I have a 3 interface pix 515. The DMZ interface has one old switch attached to it keeping it separate from the rest of my network. If I was to create a vlan for it and attach it to my 6509 instead, so I can use DMZ vlaned ports on other switches throughout my network, are there additional security issues I need to be aware of?
I agree with what the other posters have said but you do need to be careful with vlan hoppong / tagging. As you are using a blade system you will have a trunk between your blade chassis switches and the 6500's. A compromised client does not need to have it's NIC on a trunk port to compromise your internal network.
Attached is a a link to a very useful doc about Vlan security from Cisco.
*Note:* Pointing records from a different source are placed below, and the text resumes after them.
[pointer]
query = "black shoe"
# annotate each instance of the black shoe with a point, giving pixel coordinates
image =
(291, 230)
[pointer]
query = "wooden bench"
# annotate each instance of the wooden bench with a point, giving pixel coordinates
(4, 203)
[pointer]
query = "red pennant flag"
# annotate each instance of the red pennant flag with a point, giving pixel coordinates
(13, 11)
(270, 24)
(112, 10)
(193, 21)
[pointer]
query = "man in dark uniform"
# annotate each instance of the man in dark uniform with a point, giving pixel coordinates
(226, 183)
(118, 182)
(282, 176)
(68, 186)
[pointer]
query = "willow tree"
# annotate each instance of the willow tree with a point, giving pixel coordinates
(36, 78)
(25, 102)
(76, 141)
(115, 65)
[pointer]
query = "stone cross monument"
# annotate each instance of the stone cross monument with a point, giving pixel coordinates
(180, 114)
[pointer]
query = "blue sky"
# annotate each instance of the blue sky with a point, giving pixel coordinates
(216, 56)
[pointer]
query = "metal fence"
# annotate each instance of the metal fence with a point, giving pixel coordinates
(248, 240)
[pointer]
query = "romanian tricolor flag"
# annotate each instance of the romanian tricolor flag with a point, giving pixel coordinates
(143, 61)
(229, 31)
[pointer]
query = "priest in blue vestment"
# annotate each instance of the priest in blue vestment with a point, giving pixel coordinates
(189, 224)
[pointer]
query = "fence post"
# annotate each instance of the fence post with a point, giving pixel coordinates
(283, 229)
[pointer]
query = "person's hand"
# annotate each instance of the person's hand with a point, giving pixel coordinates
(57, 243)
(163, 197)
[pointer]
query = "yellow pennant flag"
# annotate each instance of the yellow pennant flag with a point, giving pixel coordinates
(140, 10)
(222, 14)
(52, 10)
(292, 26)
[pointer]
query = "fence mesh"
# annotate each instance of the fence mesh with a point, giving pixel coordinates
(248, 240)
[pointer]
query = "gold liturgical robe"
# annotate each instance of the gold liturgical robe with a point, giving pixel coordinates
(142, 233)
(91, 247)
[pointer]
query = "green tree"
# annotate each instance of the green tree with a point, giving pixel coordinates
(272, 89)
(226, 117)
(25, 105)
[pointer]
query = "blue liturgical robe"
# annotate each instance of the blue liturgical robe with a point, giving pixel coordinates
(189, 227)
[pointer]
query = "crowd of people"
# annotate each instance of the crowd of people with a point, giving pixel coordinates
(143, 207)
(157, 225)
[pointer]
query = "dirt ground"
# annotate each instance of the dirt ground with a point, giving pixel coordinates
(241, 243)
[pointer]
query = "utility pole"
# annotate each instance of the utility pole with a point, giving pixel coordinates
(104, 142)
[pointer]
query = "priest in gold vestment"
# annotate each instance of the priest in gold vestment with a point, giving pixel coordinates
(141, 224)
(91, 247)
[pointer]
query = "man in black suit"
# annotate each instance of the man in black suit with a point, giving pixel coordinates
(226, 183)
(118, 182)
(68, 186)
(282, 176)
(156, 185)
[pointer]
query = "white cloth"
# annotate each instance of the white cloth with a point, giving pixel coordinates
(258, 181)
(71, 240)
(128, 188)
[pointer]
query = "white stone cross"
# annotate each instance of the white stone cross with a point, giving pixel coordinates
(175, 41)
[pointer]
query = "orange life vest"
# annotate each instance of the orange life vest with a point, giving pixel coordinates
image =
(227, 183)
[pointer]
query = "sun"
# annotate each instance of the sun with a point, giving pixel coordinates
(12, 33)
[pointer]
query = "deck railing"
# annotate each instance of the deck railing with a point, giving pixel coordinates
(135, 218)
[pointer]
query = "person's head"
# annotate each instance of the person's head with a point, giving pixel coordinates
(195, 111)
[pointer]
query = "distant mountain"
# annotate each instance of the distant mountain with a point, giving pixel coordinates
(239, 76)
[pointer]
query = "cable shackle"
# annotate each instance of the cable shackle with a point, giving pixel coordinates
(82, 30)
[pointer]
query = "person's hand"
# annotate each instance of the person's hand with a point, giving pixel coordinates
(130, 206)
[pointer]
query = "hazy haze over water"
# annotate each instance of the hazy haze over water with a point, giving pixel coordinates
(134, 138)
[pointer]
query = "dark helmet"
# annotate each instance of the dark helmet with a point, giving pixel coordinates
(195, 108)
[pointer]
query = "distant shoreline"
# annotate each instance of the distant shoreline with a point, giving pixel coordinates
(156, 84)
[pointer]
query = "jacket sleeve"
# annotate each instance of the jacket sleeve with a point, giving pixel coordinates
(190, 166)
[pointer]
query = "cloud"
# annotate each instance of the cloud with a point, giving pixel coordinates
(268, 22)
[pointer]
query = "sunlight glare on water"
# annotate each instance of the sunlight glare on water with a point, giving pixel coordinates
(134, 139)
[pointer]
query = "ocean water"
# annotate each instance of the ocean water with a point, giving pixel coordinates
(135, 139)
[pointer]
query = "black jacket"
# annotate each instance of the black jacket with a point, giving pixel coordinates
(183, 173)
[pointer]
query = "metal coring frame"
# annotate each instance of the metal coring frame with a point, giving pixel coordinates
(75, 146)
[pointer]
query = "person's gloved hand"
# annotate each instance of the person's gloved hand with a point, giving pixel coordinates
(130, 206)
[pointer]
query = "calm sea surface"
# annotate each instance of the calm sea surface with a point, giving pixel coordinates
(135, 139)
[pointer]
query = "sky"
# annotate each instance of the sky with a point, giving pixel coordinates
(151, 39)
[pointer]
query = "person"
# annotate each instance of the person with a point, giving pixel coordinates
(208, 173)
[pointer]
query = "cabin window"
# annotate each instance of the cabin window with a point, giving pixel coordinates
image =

Overall as the others have said you can mitigate against these problems. One less technical issue is that you must also have very good change procedures in place. Because you are now using the same switches for internal and external traffic a slight mistake in the configuration can cause problems.
Actually, there are ways to mitigate the possible issues that we had brought up in the previous posts.
Broadcast Storms - Use storm control to suppress any excessive broadcasts.
ARP/MAC Spoofing - Configure switchport port security to prevent spoofed MAC addresses.
Vlan Hopping - i believe it only comes into play on trunk ports and hence, this issue is highly unlikely to happen in your setup as the servers ports are probably access ports.
IMO, you can connect all the servers to the same card in the switch. Take all measures to secure the DMZ vlan from not only causing any disruptions to other vlans but between the devices in the DMZ vlan itself. You might want to consider using private vlans aka PVLANs or protected ports to mitigate the effects of one compromised server on the DMZ vlan from affecting the other one in the same vlan.